Consigliava come criterio operativo preferibilmente la salvaguardia delle discipline caratterizzanti il corso di studi suggerendo di intervenire, laddove ci siano i presupposti, prioritariamente sul voto di condotta e di scienze motorie, in quanto indicativi anche di aspetti caratteriali degli alunni, particolarmente utili per ritrarne, in modo quanto più possibile preciso, la complessiva fisionomia umana oltre che culturale.

Raccomandava al consiglio di classe di agire sempre in spirito di collegialità e unanimità considerando, oltre che le prestazioni nelle singole discipline, la crescita globale dell’allievo, per cui ogni proposta di voto può essere discussa e ragionevolmente armonizzata con il profilo cognitivo e personale dell’alunno.

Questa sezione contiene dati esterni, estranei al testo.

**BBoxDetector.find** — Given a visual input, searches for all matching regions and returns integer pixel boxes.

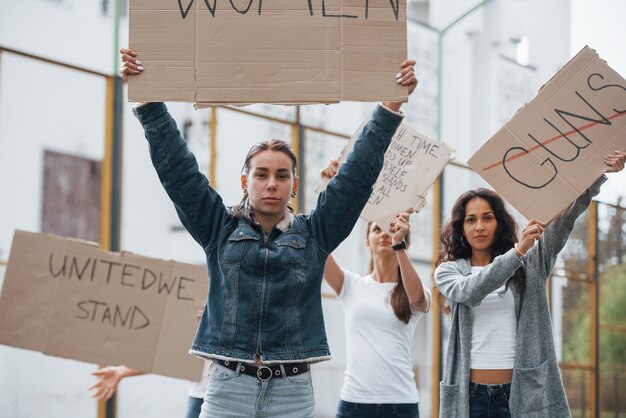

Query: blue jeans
[336,401,420,418]
[470,382,511,418]
[200,363,315,418]
[185,396,204,418]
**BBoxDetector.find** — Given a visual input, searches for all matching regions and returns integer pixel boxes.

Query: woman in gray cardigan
[435,151,626,418]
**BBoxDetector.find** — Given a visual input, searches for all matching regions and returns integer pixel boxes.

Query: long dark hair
[439,188,526,294]
[230,139,298,217]
[365,222,411,324]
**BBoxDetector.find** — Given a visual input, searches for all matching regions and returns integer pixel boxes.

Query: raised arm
[309,61,417,253]
[435,248,523,306]
[120,48,227,248]
[390,213,432,312]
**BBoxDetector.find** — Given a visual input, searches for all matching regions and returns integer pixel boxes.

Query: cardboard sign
[468,47,626,222]
[316,118,455,231]
[0,231,208,381]
[128,0,408,107]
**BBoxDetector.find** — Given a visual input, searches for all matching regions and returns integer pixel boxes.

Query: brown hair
[230,139,298,216]
[439,188,526,294]
[365,222,411,324]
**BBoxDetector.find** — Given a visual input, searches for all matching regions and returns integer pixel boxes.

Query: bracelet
[391,240,406,251]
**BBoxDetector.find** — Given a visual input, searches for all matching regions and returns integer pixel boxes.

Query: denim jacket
[435,176,606,418]
[136,103,402,363]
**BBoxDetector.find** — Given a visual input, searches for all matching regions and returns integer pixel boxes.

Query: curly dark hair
[439,188,526,294]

La docente di scienze motorie, contestava con decisione il criterio proposto, confermava la propria disponibilità ad adattare le proprie valutazioni, come fatto in precedenza, ma reclamava, con toni accesi, una diversa considerazione per la propria disciplina e sosteneva che fosse più opportuna una valutazione caso per caso a prescindere da un criterio generale.

In ragione di queste vibranti contestazioni, che si sono evidenziate con un dissenso prolungato e di disturbo, la serenità del consiglio di classe è venuta meno, tanto da richiedere l’intervento deciso della Dirigente Scolastica, per riportare le normali condizioni per potere procedere.

La docente di scienze motorie, emotivamente alterata, è stata invitata dalla Dirigente scolastica ad allontanarsi per prendere un bicchiere di acqua, in modo da calmarsi e ritrovare la necessaria serenità per affrontare la seduta consiliare, in modo da non essere di ulteriore ostacolo allo svolgimento dello scrutinio.

La docente, piuttosto che seguire i consigli della Dirigente, persisteva su una posizione di conflittualità, ignorando i continui richiami all’ordine impartiti dalla stessa Dirigente, che si è vista costretta a una sospensione momentanea dei lavori.

La breve pausa ha poi consentito di smorzare la tensione e di ripristinare le normali condizioni di lavoro.

L’increscioso episodio ha determinato da parte della Ds nei confronti della docente un avvertimento scritto ai sensi dell’art.492 del d.lgs. 297/94. La docente, ritenendo di stare dalla parte della ragione, si è rivolta al Giudice del lavoro per avere cancellata questa sanzione disciplinare.

La sentenza del 15 settembre 2017, di cui attendiamo le motivazioni, ha dato ragione alla Dirigente Scolastica, lasciando nel fascicolo personale della docente il provvedimento di richiamo all’osservanza del proprio dovere e dei propri comportamenti, scritto dalla Dirigente Scolastica, ma ha anche condannato la docente alle spese legali.